Where do we want to go?

Where do we want to go?

alice and chesire cat in treeOne day Alice came to a fork in the road and saw a Cheshire cat in a tree. “Which road do I take?” she asked. “Where do you want to go?” was his response. “I don’t know,” Alice answered. “Then,” said the cat, “it doesn’t matter.”

-Lewis Carrol, Alice’s Adventures in Wonderland

Oh but it does matter! The cat’s question has been ever present as this thought of a church plant has been unfolding in my heart and mind. I know I don’t want my recent experience to distort it’s formation. I also don’t want a postmodern deconstruction bashing of the church to be the force behind the this new faith community. To be honest, I love the picture of the church that is revealed in the New Testament and the thought of that type of community and life is compelling. But, I do agree with the younger generation’s assessment that there is a huge disconnect between the church of the New Testament and the church they see in America. However, while it’s important to know what you don’t want to become, I also don’t want to further the stereotypical perspective of the church as being primarily known for what it is opposed to. Welcome to my swamp.

I know that there are many wonderful churches and amazing faith communities that are impacting their worlds and communicating the Gospel in word and life. Sue and I could just go and link arms with them and at our age that would be easy. But, that’s not what I feel where we’re supposed to go. I know that all believers are called to GO and create outbreaks of the Kingdom all over the world. But, (this is weird) I think our going is to stay. To be quite honest going would be easier, more comfortable, more secure, and maybe even more successful from a certain perspective. There are lots of obstacles in planting a church, especially here.

God has placed in all our hearts the need for communion with Him, the community of His family, and His rule to be manifested in our world.

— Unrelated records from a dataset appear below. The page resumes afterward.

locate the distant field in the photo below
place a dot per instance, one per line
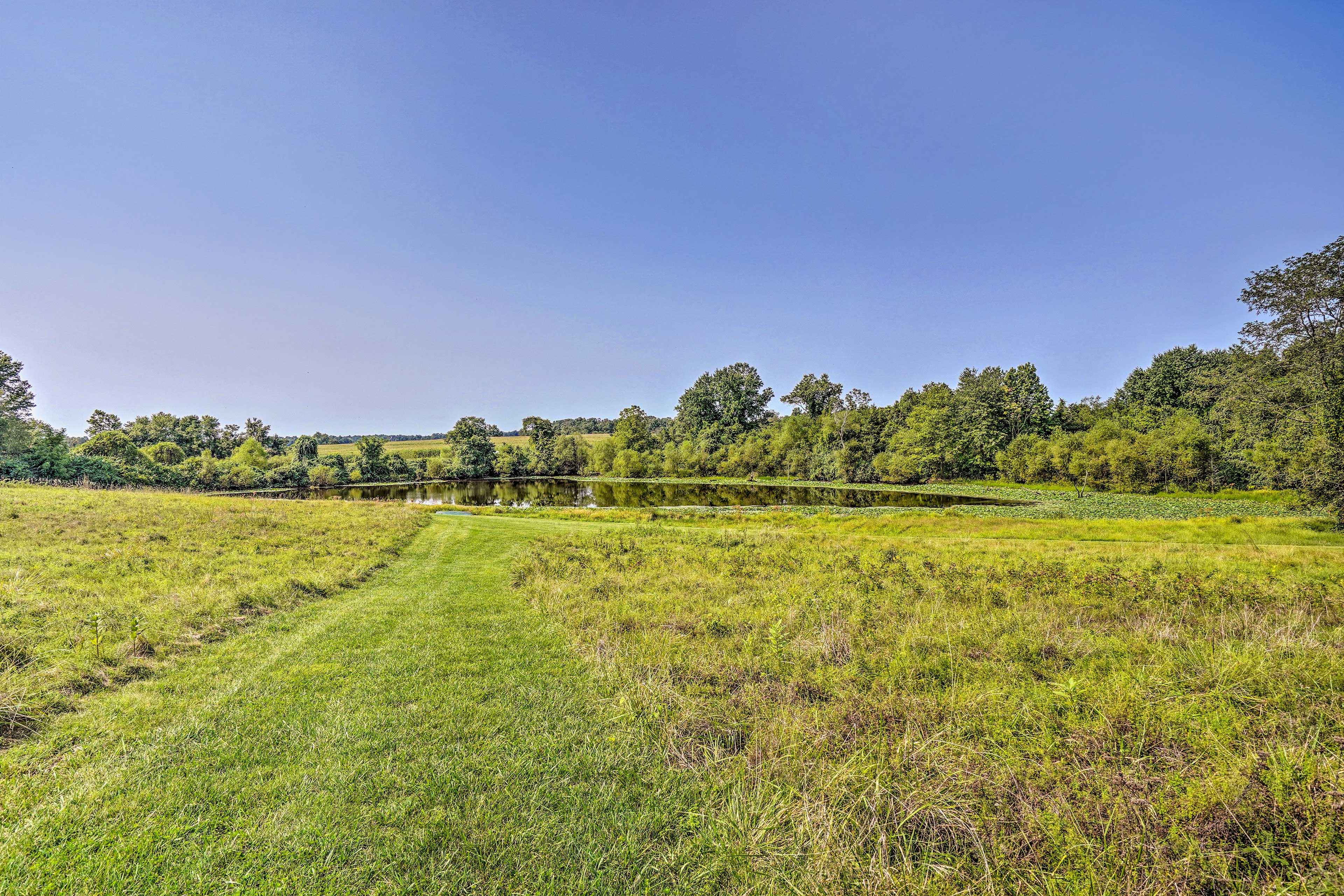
(413, 445)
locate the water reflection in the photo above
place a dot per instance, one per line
(632, 495)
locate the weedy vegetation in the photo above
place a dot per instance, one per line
(917, 714)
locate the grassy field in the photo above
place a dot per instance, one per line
(679, 702)
(949, 715)
(435, 445)
(99, 588)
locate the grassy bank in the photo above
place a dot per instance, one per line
(937, 715)
(100, 588)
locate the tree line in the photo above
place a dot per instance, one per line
(1265, 413)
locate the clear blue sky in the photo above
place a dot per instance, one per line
(384, 217)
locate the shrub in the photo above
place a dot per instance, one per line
(112, 445)
(371, 461)
(512, 460)
(630, 464)
(234, 475)
(166, 453)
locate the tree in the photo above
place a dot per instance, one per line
(103, 422)
(816, 396)
(474, 449)
(632, 430)
(251, 453)
(1295, 369)
(726, 404)
(1026, 402)
(112, 444)
(254, 429)
(541, 437)
(166, 453)
(511, 460)
(15, 407)
(855, 401)
(306, 449)
(371, 461)
(979, 420)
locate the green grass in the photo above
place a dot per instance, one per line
(975, 715)
(562, 700)
(425, 734)
(99, 588)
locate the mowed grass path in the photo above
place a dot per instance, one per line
(425, 733)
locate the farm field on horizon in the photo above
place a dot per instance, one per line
(928, 476)
(734, 700)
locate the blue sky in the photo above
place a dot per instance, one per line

So some of what I’m feeling is not just a frustration with the institutional church, it’s the tension between my heart and my life. It’s easy for me, in my head, to focus on what is wrong with everyone else and ignore what God has called me to. I’m realizing that it’s not what He’s called me to build (I’m good at this) as much as it is what He has called me to be (not so good at this).

I’m praying that God will use this blog and you to help me grow into what he has called me to. I found at seminary that writing can be a spiritual discipline for me (perhaps worth the cost). It helps me process and connect faith to life. I am hoping that you will (actually, I’m depending on you to) join in this conversation with us.

What life choices have you faced and how did you decide?